Scieropepla trinervis

Scientific classification
- Kingdom: Animalia
- Phylum: Arthropoda
- Clade: Pancrustacea
- Class: Insecta
- Order: Lepidoptera
- Family: Gelechiidae
- Genus: Scieropepla
- Species: S. trinervis
- Binomial name: Scieropepla trinervis (Meyrick, 1904)
- Synonyms: Aulacomima trinervis Meyrick, 1904; Brachmia trinervis;

= Scieropepla trinervis =

- Authority: (Meyrick, 1904)
- Synonyms: Aulacomima trinervis Meyrick, 1904, Brachmia trinervis

Species of moth

Scieropepla trinervis is a moth of the family Oecophoridae. It was described by Edward Meyrick in 1904. It is found in the Australian states of New South Wales, Queensland, South Australia and Victoria.

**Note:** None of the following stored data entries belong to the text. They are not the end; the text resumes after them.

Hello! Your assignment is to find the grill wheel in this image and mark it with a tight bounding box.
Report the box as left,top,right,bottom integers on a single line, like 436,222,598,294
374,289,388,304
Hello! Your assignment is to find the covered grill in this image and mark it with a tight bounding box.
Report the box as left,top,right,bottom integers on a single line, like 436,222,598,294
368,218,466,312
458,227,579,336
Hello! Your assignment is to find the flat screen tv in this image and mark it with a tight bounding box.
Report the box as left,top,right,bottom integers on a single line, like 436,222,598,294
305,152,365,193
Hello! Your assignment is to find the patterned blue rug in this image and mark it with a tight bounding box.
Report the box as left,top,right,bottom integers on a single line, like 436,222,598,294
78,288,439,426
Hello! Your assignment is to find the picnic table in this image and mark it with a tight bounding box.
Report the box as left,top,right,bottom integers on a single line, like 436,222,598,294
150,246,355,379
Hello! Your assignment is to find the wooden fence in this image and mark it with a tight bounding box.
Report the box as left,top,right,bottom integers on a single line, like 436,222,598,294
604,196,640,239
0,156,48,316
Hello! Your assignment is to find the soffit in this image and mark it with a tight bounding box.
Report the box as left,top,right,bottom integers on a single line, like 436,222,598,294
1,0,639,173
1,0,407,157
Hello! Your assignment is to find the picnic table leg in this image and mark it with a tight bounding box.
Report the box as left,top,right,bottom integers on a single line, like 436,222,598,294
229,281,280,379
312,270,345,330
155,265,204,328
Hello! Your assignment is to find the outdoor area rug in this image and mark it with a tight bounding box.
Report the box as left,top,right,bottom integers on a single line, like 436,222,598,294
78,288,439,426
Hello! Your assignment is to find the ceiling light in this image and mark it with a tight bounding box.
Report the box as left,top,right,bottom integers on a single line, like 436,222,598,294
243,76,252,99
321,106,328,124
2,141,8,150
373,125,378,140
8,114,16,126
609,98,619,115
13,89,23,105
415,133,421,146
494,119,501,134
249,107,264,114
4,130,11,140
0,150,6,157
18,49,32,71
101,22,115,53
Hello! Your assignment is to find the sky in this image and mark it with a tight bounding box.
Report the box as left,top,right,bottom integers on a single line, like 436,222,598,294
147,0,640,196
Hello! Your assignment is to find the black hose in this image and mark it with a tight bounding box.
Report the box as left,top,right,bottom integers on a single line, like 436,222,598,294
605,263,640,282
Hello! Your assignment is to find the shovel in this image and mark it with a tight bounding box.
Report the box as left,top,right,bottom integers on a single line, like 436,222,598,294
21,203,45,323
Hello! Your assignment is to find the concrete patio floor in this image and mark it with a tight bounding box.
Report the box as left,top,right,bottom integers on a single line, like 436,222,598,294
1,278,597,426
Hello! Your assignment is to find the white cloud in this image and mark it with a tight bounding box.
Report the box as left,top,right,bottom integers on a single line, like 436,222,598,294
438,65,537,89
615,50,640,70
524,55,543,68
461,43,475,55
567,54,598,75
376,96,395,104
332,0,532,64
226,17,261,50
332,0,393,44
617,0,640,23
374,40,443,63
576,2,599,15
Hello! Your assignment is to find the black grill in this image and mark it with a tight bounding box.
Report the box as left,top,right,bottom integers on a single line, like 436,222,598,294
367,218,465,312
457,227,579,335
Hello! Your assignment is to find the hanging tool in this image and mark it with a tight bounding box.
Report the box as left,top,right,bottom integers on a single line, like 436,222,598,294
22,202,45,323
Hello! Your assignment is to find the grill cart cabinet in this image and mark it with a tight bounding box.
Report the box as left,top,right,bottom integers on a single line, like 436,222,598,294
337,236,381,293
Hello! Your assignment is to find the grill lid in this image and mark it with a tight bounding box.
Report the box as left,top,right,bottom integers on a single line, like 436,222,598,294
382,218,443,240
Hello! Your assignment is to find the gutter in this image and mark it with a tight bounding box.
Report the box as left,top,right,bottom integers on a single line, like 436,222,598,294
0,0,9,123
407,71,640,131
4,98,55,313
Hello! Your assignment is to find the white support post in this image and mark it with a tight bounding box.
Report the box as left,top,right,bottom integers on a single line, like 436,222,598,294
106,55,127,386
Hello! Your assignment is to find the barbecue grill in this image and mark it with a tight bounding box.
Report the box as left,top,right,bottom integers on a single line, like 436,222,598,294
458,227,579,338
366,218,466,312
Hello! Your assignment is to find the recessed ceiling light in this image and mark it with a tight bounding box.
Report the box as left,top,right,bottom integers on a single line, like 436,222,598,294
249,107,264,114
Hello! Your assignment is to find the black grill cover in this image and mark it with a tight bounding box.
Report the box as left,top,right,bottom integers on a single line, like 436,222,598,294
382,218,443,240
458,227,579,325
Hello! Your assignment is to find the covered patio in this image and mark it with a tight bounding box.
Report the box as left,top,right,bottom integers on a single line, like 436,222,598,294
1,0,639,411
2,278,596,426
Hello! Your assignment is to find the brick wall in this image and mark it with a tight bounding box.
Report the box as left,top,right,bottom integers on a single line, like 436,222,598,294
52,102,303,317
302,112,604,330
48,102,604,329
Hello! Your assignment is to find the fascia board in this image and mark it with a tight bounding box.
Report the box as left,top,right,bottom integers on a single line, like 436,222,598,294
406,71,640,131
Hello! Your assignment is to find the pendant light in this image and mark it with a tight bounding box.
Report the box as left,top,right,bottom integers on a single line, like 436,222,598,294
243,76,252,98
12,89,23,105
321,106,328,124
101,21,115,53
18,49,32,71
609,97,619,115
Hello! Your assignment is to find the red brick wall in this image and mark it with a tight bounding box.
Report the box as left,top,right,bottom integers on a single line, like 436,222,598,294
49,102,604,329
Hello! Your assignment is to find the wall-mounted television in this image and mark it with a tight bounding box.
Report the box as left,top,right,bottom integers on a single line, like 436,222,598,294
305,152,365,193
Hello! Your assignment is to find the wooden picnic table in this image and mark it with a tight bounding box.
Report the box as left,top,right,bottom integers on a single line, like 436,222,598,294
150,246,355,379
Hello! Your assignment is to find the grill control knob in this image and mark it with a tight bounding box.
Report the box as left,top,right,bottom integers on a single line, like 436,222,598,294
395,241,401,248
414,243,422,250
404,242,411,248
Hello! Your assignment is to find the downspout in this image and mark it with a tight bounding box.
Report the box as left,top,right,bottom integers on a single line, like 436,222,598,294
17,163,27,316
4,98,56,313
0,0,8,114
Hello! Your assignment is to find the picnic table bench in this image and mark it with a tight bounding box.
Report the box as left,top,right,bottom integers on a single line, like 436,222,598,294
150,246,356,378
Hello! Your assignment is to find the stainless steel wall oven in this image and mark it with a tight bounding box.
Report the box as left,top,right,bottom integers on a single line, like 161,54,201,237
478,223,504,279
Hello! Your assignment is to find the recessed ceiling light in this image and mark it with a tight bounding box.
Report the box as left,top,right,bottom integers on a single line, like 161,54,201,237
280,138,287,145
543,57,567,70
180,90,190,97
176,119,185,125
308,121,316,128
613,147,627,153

The wingspan is about 13 mm. The forewings are pale fuscous, suffusedly mixed with dark fuscous, forming interneural streaks towards the costa posteriorly. The hindwings are whitish grey, but paler towards the base. Adults have been recorded on wing in December and February.

The larvae bore in old flower spikes of Banksia species, including Banksia ericifolia.